Da ist es nicht optimal, dass Heike versucht, einen illegal beschäftigten Mitarbeiter von Vadym abzuwerben. Vadym kriegt das allerdings mit und droht, die Zusammenarbeit zu beenden, wenn er nicht mehr Arbeitsstunden bekommt. Um die Forderungen zu erfüllen, muss Heike jedoch einen ihrer Mitarbeiter entlassen – und zwar einen Kollegen, den ihre Mitarbeiterin und Freundin Taja (Nada Kosturin) besonders schätzt …
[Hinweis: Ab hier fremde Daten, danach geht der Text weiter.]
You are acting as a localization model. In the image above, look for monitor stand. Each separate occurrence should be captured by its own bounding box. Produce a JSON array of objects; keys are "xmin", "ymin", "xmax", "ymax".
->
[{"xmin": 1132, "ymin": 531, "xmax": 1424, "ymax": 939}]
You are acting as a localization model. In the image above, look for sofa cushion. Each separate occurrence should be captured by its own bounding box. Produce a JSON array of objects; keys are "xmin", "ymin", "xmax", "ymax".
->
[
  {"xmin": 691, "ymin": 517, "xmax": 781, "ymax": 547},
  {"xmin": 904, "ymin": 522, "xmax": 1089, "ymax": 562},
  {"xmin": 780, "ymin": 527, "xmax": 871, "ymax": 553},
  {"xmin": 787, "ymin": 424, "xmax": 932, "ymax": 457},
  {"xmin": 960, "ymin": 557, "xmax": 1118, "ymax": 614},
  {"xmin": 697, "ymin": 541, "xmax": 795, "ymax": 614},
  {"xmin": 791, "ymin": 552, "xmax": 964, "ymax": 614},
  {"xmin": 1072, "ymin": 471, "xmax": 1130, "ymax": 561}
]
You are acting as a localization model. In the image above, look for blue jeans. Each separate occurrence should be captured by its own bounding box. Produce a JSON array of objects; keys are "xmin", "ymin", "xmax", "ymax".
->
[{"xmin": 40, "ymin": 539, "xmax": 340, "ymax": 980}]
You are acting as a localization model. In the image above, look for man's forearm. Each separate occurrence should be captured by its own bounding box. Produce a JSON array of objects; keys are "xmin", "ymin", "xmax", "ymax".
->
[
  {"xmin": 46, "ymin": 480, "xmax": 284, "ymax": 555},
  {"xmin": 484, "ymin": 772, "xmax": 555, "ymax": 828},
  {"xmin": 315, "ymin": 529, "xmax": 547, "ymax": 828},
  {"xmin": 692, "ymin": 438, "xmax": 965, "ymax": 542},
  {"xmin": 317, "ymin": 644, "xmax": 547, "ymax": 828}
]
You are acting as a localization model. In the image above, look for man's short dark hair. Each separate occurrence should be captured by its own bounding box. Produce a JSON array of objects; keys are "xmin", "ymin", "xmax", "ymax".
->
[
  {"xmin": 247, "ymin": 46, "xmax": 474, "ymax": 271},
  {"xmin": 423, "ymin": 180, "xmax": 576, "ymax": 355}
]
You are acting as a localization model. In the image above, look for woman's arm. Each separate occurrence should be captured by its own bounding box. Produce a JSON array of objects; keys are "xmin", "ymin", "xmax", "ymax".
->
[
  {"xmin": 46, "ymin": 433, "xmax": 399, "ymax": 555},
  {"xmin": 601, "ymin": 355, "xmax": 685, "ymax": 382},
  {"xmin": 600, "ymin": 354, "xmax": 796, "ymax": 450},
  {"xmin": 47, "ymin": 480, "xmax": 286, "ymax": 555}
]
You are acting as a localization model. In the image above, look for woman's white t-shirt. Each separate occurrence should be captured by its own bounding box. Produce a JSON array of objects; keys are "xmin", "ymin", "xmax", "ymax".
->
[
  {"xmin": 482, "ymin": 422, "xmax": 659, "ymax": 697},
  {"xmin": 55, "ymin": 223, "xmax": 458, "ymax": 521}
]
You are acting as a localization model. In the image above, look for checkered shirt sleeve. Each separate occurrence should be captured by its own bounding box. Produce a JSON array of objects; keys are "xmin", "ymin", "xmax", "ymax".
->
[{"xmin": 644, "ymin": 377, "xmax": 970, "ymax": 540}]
Die äußerst agile Handkamera begleitet Heike zunächst bei ihrem Arbeitsalltag. Die Frau hetzt die Treppen rauf und runter, fordert Mitarbeiter*innen auf, ordentlicher zu arbeiten oder nicht zu trödeln. Ebenso füllt sie Reinigungsmittelkanister nach, sammelt schmutzige Putzlappen ein und hört sich im Auto an, was die Kundschaft Unerfreuliches zu sagen hat. Wenn die Kund*innen zur Abwechslung mal nicht schimpfen, meckert der Chef. Zeit zum Durchschnaufen gibt es nicht, was vor allem dadurch deutlich wird, dass Heike zwar ständig zur Zigarette greift, aber auch ihr Rauchen seltsam gehetzt wirkt, sie die Zigaretten gar nicht zu genießen scheint.
Heike tritt im Umgang mit den Mitarbeitenden zumeist barsch auf und überschreitet schon mal moralische Grenzen. Eine frühe Szene zwischen Taja und ihr offenbart allerdings auch, dass hier offensichtlich ein gutes Herz in allerwidrigsten Umständen unterwegs ist. „Ich verstehe Ihren Unmut“ handelt nicht nur vom gnadenlosen Arbeitsalltag am Rande der Gesellschaft, sondern ebenso davon, wie dieser Alltag Menschen umformt. Sabine Thalau spielt das mit viel Zurückhaltung, aber in den passenden Momenten auch mit der nötigen Explosivität. Die Konflikte des Films werden dabei nie überzeichnet, sondern bleiben stets realistisch – was sie nur noch eindringlicher macht.
Real Fiction
Heikes Geschichte fesselt von der ersten Minute, geht zu Herzen und mündet schlussendlich gar nicht mal so sehr in sozialen Pessimismus, wie man es vielleicht erwarten würde. Rätselhaft mutet allerdings ein Nebenstrang um Mitbewohner Detlef an. Nicht nur, dass die Verbindung zwischen Heike und Detlef völlig unklar bleibt, man kann sie gar nicht wirklich nachvollziehen: Detlef ist ein unsympathischer Drückeberger, der in einem steilen Kontrast zur superhart schuftenden Objektleiterin steht. Wollte man vorsichtshalber darauf hinweisen, dass es nicht nur ausgebeutete Arbeitnehmer*innen, sondern eben auch echte Faulpelze gibt? Es bleibt ein überflüssiges Plotelement, das den Film aber nicht arg runterzieht. Detlef taucht glücklicherweise nur am Rande auf und verabschiedet sich dann irgendwann auch ganz aus der Handlung.
Fazit: Ein packendes Sozialdrama im Niedriglohnsektor, das sich beklemmend real anfühlt und mit einer fantastischen Hauptdarstellerin aufwartet.